Catholic exegesis is unanimous in excluding the permissibility of absolute divorce from Matthew 19, but the exact explanation of the expressions, "except it be for fornication" and "excepting for the cause of fornication", has given rise to various opinions. Does it mean the violation of marital infidelity, or a crime committed before marriage, or a diriment impediment? (See Palmieri, "De matrim. Christ.", 178 sqq.; Sasse, "De sacramentis", II, 418 sqq.) Some have tried to answer the difficulty by casting doubt on the authenticity of the entire phrase of Matthew 19, but the words are in general fully vouched for by the more reliable codices. Also, the greater number, and the best, have "committeth adultery". (See Knabenbauer, loc. cit., and Schanz, "Kommentar über das Evang. d. hl. Matth.", 191, 409.) That absolute divorce is never allowable therefore clear from Scripture, but the argument is cogent only for a consummated marriage. For Christ found His law on the words: "They two shall be in one flesh", which are verified only in consummated marriage. How far divorce is excluded, or can be allowed, before the consummation of the marriage must be derived from other source.
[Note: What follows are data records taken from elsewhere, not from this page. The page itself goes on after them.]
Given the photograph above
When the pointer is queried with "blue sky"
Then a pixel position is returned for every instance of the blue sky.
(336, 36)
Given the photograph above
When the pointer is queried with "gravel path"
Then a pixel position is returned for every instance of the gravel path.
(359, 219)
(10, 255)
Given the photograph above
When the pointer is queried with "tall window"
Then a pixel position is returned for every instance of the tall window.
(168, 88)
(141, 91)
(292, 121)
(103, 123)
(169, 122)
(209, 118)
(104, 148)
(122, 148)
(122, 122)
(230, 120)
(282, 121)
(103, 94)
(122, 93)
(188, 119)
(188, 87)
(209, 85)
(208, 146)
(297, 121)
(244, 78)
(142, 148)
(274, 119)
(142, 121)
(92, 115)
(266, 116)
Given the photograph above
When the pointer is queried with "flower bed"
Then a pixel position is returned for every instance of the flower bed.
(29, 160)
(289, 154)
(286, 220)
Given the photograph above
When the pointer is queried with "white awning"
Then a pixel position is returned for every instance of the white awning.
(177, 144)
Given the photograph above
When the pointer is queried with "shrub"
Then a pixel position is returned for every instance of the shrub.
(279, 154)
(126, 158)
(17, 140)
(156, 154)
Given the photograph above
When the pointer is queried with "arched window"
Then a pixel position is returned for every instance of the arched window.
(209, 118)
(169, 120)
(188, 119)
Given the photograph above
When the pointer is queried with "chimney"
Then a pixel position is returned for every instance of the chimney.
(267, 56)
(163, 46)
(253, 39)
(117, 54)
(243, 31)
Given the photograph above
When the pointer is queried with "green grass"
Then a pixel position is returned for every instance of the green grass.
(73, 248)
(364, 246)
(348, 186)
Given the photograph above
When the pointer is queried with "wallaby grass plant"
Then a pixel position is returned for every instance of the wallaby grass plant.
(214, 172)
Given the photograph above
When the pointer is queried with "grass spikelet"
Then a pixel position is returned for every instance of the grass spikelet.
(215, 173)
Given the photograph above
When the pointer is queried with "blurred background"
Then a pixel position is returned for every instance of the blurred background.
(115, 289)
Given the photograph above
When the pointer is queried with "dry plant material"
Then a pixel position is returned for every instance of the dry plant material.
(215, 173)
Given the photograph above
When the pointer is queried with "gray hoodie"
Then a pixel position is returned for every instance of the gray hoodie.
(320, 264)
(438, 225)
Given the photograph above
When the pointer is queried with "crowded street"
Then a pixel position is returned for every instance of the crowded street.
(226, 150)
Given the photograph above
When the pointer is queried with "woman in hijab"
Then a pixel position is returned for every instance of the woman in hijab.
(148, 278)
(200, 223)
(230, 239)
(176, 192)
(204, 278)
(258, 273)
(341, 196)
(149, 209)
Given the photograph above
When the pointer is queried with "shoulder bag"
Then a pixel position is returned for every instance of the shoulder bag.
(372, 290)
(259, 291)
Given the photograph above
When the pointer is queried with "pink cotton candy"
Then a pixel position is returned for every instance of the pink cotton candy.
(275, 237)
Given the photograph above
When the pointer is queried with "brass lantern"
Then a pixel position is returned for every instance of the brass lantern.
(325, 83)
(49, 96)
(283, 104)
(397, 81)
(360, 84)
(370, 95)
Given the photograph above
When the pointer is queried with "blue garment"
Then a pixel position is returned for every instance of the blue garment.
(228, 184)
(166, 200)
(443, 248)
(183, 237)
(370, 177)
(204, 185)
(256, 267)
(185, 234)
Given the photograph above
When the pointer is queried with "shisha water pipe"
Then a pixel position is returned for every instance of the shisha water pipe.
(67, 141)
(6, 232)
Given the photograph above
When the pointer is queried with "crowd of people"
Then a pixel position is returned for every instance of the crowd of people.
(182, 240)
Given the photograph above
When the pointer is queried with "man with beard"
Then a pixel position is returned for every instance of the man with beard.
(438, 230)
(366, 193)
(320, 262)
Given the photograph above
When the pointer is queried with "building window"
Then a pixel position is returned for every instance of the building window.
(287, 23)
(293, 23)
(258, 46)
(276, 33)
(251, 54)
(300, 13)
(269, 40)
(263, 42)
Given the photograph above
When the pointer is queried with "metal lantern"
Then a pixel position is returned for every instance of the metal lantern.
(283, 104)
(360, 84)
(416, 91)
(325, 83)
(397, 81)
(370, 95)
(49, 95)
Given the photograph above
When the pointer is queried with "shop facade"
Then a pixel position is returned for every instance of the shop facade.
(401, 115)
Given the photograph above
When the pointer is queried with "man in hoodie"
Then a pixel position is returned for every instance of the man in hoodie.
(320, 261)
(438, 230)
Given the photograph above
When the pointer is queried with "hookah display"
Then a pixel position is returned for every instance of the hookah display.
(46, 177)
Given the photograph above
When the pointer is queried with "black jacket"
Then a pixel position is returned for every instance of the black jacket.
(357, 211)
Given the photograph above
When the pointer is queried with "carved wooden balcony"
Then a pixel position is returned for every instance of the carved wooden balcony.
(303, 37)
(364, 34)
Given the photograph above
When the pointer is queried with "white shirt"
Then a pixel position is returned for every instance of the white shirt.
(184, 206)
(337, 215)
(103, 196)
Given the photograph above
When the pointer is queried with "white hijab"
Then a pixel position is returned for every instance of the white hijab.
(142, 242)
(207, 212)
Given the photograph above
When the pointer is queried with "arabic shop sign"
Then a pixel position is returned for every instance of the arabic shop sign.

(b) Tradition and the Historical Development in Doctrine and Practice -- The doctrine of Scripture about the illicitness of divorce is fully confirmed by the constant tradition of the Church. The testimonies of the Fathers and the councils leave us no room for doubt. In numerous places they lay down the teaching that not even in the case of adultery can the marriage bond be dissolved or the innocent party proceed to a new marriage. They insist rather that the innocent party must remain unmarried after the dismissal of the guilty one, and can only enter upon new marriage in case death intervenes.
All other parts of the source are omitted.